Banden controleren en voertuig onderhoud
Rijd niet op beschadigde, versleten, of verkeerd opgepompte banden. Controleer
de banden regelmatig om de rijveiligheid te garanderen:
•
Controleer de banden regelmatig op beschadigingen (lekken, insnijdingen,
scheuren en bobbels) en verwijder voorwerpen die zich in het loopvlakprofiel
van de band bevinden.
•
Bij een lekke band vermindert de bandenspanning, dus het is belangrijk om de
bandenspanning vaak te controleren. Repareer of vervang lekke of
beschadigde banden zo snel mogelijk. Als u tijdens het rijden plots trillingen of
hobbels voelt of vermoedt dat de banden beschadigd zijn, vertraag dan
onmiddellijk maar vermijd daarbij hard remmen of bruuske stuurmanoeuvres.

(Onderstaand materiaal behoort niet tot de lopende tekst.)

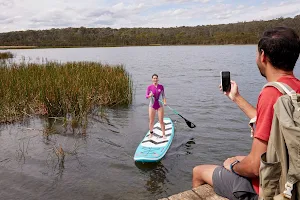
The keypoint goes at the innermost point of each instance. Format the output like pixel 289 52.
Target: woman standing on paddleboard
pixel 156 94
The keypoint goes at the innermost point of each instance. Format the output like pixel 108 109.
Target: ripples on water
pixel 100 164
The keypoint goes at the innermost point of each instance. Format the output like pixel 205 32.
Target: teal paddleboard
pixel 153 149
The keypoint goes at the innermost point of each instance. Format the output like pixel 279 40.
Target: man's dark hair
pixel 155 75
pixel 281 45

Stop nadat u hebt nagekeken of dat veilig kan, en neem dan onmiddellijk
contact op met het NIO Service Center voor assistentie.
•
Als het ventieldopje van een wiel verloren raakt, moet u dit zo spoedig
mogelijk vervangen.
•
Houd de banden uit de buurt van olie, vet of brandstof.
•
Bewaar wielen altijd op een koele, droge en donkere plek. Afzonderlijke
banden die niet op een wiel zijn gemonteerd, moeten rechtop worden
bewaard.
•
Berg zomerbanden niet op en parkeer auto's met zomerbanden niet bij
omgevingstemperaturen lager dan –15 °C.
Controleer het profiel van het loopvlak regelmatig op slijtage, met name voor en
na lange ritten. Als de profieldiepte is afgesleten tot 1.6 mm of minder, verschijnt
een slijtage-indicator. De grip van de band is dan sterk verminderd en de band
moet onmiddellijk worden vervangen om risico op een ongeval te voorkomen.